Pascal nickte. "Am allerwenigsten vor Johanna!"

"Wann ist der Ball genau?", erkundigte sich Moritz.

"In vier Wochen. Wieso?"

"Vier Wochen sind eine lange Zeit:", bemerkte Moritz lächelnd. "Bis dahin haben wir dein Problem ja dreimal gelöst!"

"Und wie, wenn ich fragen darf?", wollte Pascal von seinem Freund wissen, der ihn so unverschämt frech angrinste.

"Die Lösung heißt Melanie", verkündete Moritz mit einem vielsagenden Blick.

"Was hat denn deine Schwester damit zu tun?"

"Wirklich ein toller Schuppen hier!", lobte Karen und trank gierig an ihrer Apfelsaftschorle. "Sogar die Preise sind nicht so mörderisch hoch wie im Abraxas."

Die beiden Freundinnen waren an diesem Samstag ihrer Stammdisko untreu geworden, um den neu eröffneten Music Garden zu testen. Und sie waren vollauf begeistert. Nicht nur von den taschendgeldfreundlichen Preisen, sondern auch von den getrennten Tanzflächen. Denn neben der großen, auf der der die derzeit angesagte Chartmusik gespielt wurde, gab es noch eine zweite, kleinere, die softere Musik spielte. Und zwar in deutlich niedrigerer Lautstärke. So dass die Ohren nicht so sehr dröhnten und man sich richtig unterhalten konnte und nicht brüllen musste. Obwohl die Liebespärchen in dem kleinen Saal überwogen, tummelte sich hier auch das eine oder andere reine Mädchenpaar, ohne sich dabei blöd vorkommen zu müssen. Auch Karen und Johanna hatten zwischendurch mal ihre Foxkenntnisse aufgefrischt, bevor sie sich wieder in das wilde Einzelgetümmel stürzten.

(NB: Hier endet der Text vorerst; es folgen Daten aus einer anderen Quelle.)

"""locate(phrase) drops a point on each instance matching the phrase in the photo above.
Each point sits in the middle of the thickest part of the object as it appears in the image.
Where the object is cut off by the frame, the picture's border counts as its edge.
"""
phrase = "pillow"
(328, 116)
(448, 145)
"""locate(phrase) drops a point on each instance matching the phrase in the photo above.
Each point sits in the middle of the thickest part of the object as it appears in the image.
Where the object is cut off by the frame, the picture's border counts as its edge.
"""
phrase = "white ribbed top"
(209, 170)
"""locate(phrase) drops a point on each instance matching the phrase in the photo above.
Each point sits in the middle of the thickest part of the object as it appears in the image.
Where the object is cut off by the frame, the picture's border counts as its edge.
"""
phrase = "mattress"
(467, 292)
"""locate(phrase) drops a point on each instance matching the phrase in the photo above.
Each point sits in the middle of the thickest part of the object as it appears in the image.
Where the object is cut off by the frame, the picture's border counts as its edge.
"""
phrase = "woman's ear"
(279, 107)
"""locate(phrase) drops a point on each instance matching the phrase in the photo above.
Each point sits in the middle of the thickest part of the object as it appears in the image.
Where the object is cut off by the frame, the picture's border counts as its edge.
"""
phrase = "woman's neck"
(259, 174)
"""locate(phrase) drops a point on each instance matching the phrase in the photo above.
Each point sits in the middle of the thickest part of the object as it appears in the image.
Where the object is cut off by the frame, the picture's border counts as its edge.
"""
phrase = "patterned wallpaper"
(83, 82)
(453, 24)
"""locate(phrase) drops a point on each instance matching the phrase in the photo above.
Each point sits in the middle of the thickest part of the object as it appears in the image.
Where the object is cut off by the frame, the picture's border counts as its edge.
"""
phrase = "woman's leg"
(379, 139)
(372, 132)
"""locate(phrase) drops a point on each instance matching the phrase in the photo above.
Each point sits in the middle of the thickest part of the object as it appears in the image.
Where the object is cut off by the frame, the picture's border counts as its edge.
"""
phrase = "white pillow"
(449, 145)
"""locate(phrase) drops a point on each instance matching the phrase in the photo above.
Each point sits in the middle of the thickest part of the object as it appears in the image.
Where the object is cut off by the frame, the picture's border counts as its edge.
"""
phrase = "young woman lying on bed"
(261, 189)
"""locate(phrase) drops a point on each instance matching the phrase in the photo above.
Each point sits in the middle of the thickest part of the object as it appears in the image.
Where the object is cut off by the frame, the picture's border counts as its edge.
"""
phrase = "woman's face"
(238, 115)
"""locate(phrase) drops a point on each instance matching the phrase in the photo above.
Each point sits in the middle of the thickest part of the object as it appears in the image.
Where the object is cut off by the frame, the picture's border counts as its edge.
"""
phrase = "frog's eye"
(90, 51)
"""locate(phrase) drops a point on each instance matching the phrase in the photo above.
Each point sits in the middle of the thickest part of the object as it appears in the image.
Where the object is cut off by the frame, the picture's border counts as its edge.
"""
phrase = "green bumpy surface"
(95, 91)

"Ich muss mal eine Runde aussetzen", erklärte Karen. "Sonst mache ich in spätestens einer halben Stunde endgültig schlapp!"

"Wir können ja ein bisschen bei den Schmuseschiebern zuschauen!", schlug Johanna vor, die ebenfalls außer Atem war und daher gegen ein kleine Tanzunterbrechung nichts einzuwenden hatte.

"Gute Idee", antwortete Karen. "Dann lass uns mal gucken und lästern gehen!"

Und neidisch werden, dachte Johanna, sprach es aber nicht aus.

"Schau mal, da drüben sind Philipp und Sandra!", zupfte Karen zwei Minuten später ihre Freundin am Ärmel. "Komm, lass uns mal kurz rüber gehen und hallo sagen!" Philipp war ein Mitschüler von ihnen, Karen seine Freundin, ein Mädchen aus der Parallelklasse.

"Hey, was ist los?", wunderte sich Karen, als Johanna keinerlei Rekation zeigte und mit unbewegter Miene - den Mund nur mehr zu einer schmalen Linie zusammengekniffen, die Augen leblos, das gesamte Gesicht zu einer traurigen Maske verzerrt - in eine völlig andere Richtung starrte. Als Karen ihrem Blick folgte, entdeckte sie sofort die Ursache für Johannas plötzlichen Stimmungswechsel. Nur wenige Meter von den beiden Mädchen entfernt tanzte Pascal mit einem hübschen blonden Mädchen und schien sich seinem fröhlichen Lächeln nach blendend zu amüsieren.

"Mir ist schlecht!", stieß Johanna hervor und wandte sich ab. "Ich muss sofort nach Hause."

"Warum weiß ich nicht, dass Pascal mit Melanie zusammen ist?", rätselte Karen, während sie ihrer Freundin folgte, um sie zu trösten.


"Verarschen kann ich mich selber!", schleuderte Johanna dem ahnungslosen Pascal entgegen. Ihre wütenden Augen schossen Blitze ab und beinahe hätte sich ihre höhnische Stimme vor lauter Zorn überschlagen.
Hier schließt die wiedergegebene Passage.